February 25, 2010
Workplace gendered tradeoffs lead to economic inequalities for women
Despite big changes over recent decades, workplace gender inequalities endure in the United States and other industrialized nations around the world. These inequalities are created by facets of national social policy that either ease or concentrate the demands of care giving within households and shape expectations in the workplace, according to UW sociologists.
In a new book, Gendered Tradeoffs: Family, Social Policy and Economic Inequality in Twenty-One Countries, Becky Pettit and Jennifer Hook contend workplace equality for women boils down to not only whether women are included in the work force but on how they are included. Pettit is an associate professor of sociology and Hook is a research scientist in the School of Social Work.
The book, which looks at levels of women’s employment, number of hours worked, occupational integration, and wage equality, draws on the ongoing Luxembourg Income Study. The study is a repository of data collected in a number of countries, and for the book, the UW authors look at Sweden, Finland, Denmark, Norway, United Kingdom, Czech Republic, Canada, Australia, Austria, Russian Federation, France, Luxembourg, the Netherlands, Germany, Slovenia, Hungary, Belgium, Poland, Italy, Spain and the U.S.
There are vast differences in women’s economic fortunes in these countries and in no one country do women do well on all measures of equality. Italy, for example, ranks first in wage equality but is 20th in the number of women employed. Sweden is No. 1 in women’s employment but is only 14th in full-time work and while Belgium is first in occupational integration, it is 18th in women’s employment.
Policies governing gender equality and inclusion in the workplace vary drastically in these countries, and Pettit contends that in order to understand gender inequality in the workplace, it is necessary to consider to how a nation’s family policies affect the division of household labor.
“Our argument is that gender inequality in the workplace is in a large part due to bearing and rearing children. There are economically successful women everywhere, but exactly how women manage the dual demands of work and home varies a lot. The biggest differences come when people have children and when those children are young,” she said. “Some countries support working women publicly by providing child care. What we have in the United States are private solutions to child care. People who have more resources can maximize their employment and pay for child care.
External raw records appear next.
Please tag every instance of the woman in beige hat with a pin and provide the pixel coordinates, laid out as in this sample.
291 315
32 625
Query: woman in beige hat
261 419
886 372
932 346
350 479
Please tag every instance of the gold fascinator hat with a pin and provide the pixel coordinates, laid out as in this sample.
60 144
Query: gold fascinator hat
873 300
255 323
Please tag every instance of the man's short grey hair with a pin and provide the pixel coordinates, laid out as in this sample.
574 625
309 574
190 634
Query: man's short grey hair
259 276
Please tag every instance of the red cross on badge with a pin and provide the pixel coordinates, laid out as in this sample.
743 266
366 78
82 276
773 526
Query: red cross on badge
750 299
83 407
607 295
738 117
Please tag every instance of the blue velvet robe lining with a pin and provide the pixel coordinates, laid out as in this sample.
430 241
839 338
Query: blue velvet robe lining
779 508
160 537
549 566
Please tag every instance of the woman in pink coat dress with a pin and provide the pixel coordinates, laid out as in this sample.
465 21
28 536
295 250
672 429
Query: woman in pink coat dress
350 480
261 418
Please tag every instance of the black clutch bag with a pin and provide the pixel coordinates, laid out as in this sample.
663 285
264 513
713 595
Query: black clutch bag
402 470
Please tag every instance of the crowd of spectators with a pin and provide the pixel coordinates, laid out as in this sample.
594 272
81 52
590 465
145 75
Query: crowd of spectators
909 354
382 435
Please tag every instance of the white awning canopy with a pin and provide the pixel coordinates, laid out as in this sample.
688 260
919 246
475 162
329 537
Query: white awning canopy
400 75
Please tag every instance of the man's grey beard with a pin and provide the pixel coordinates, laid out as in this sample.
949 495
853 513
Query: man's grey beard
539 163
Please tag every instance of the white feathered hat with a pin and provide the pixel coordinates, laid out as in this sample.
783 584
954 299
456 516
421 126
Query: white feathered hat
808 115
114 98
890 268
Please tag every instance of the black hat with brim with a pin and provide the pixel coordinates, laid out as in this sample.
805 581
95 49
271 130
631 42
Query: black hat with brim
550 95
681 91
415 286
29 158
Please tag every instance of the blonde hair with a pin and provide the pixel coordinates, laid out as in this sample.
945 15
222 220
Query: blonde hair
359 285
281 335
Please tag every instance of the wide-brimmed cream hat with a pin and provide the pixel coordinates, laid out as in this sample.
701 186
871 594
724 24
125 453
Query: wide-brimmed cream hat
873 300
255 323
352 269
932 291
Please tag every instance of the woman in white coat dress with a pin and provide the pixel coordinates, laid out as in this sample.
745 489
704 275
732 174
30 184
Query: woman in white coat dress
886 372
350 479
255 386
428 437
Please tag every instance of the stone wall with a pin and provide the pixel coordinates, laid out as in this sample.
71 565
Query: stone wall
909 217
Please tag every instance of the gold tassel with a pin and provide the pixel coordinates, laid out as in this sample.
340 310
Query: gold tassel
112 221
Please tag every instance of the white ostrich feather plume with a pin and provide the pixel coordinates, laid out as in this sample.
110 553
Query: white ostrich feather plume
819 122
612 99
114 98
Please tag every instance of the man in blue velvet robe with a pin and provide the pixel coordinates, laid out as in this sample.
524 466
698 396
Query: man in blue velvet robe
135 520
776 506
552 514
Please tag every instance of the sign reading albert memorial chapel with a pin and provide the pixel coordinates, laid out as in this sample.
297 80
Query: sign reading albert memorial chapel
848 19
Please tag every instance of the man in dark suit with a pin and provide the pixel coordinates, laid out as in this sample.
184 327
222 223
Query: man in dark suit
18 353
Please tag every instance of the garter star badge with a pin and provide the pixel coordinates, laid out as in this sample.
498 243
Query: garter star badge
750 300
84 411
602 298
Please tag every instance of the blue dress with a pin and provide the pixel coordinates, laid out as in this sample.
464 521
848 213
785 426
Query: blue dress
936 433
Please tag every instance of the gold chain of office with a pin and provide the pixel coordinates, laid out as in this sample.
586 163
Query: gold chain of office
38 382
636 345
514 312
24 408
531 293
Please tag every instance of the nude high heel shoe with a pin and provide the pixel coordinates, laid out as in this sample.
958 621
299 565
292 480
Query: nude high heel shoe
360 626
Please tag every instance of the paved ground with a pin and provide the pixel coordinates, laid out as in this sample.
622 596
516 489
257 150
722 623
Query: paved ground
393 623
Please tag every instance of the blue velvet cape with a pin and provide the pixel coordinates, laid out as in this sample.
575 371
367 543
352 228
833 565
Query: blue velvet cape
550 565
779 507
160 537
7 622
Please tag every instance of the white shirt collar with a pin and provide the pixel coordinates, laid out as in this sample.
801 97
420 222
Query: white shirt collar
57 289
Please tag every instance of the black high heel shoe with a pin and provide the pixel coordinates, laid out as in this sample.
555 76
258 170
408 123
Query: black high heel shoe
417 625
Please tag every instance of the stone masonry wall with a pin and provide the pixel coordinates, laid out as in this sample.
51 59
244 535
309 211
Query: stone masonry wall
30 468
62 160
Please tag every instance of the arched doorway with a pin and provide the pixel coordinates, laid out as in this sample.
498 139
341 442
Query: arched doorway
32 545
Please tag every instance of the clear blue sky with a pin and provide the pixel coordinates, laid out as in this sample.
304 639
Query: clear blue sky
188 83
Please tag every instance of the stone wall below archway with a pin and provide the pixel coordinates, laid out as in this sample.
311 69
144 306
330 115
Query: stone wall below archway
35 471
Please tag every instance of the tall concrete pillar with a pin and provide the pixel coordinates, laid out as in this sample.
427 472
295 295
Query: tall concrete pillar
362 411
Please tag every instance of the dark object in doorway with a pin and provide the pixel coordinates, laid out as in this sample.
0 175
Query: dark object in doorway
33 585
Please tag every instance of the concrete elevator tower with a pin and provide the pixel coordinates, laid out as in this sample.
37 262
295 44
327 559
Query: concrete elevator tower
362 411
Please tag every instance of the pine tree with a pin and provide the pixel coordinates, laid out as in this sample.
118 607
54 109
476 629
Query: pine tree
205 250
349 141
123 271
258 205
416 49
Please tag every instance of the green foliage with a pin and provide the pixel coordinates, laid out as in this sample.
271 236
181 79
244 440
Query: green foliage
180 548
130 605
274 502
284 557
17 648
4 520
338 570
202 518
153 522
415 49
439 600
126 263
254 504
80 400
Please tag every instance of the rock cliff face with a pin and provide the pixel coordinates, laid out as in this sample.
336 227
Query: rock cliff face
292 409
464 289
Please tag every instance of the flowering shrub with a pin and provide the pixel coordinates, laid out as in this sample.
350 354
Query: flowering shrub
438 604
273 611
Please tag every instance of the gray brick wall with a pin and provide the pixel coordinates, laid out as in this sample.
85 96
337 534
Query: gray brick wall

Some nations are more generous, and the U.S. is way behind them in providing early childhood education, child care and paid maternity leave.”
Even so, state subsidized family-friendly policies don’t guarantee women can achieve equality in the workplace. Some of these policies foster the growth of part-time employment — which is a dead end for advancement — and creates work segregation and wage inequality, the UW authors said.
So where is the best place for a woman to work and live?
“My answer depends on what a woman wants, how much education she has and what resources are available to support her and her family,” said Pettit. “If you want to be a stay at home mother, Germany has a very extensive home leave policy. If you want to work full-time and have kids, the U.S. isn’t bad if you can afford quality child care. If you want to work part-time, Sweden and Denmark have very good child care. And if you want to have your husband involved in child care, Finland is a good choice.
“In the U.S. very well-educated women are more likely to use substitute labor for child care. But this is not the case for low-income women, and this can lead to a two-tiered economic system that penalizes many women.”